Chemical companies can create this type of culture by refocusing leadership, rethinking their approach to safety-related communications and leveraging new digital technologies. And, they must address the challenges inherent in the industry’s changing workforce demographics.
Ultimately, by building an effective safety culture, companies can not only reduce injuries, they can also strengthen production, increase operational agility and move ahead on their journey to high performance.
Ineffective safety culture that relies heavily on the collective behavior and norms of employees who must follow correct procedures
Conflicting overall business culture in which meeting production targets takes precedence over completing work safely
Inconsistent messages from leadership, whereby their words promote safety as a core value but their actions emphasize and reward production performance
Impending retirement of baby boomers who will take their experience-based knowledge of operations and safety processes with them
Hiring of newcomers, particularly millennials, who have a different mindset about work than older workers and who need to quickly be brought up to speed on safety and operations
In chemical plants, automation and the growing use of sensors and the Internet of Things are creating a vast amount of operational data. This data allows companies to implement mobile dashboards that show key safety and operational metrics.

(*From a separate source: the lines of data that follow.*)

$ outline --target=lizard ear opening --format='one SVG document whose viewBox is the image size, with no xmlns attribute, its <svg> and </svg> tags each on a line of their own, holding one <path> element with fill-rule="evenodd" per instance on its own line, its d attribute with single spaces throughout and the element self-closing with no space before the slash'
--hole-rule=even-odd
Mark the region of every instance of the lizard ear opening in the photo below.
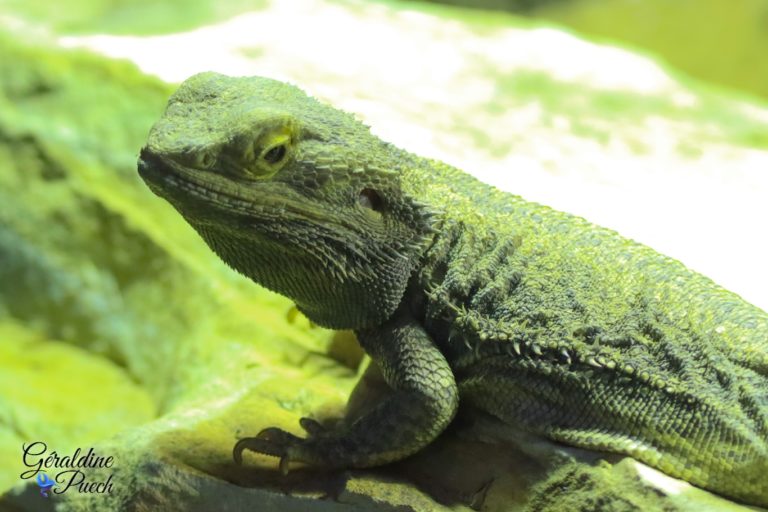
<svg viewBox="0 0 768 512">
<path fill-rule="evenodd" d="M 368 208 L 375 212 L 380 212 L 384 207 L 384 201 L 382 201 L 379 193 L 370 188 L 361 190 L 357 201 L 363 208 Z"/>
</svg>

Digital technology can enhance safety communications, particularly by engaging and motivating younger workers via text messaging, social media, gamification and other online/mobile applications.
With the generational shift taking place in the chemical industry workforce, the transfer of operational knowledge is critical to safety. Technology can help in several ways from knowledge bases to inexpensive virtual- and augmented-reality systems.
While increased safety is an important end goal, instilling a sound safety culture is even more vital as it can have a positive and powerful ripple effect throughout the organization. Bringing leadership, communications and technology together can help chemical companies establish and sustain a “production and safety” mindset as their workforce evolves.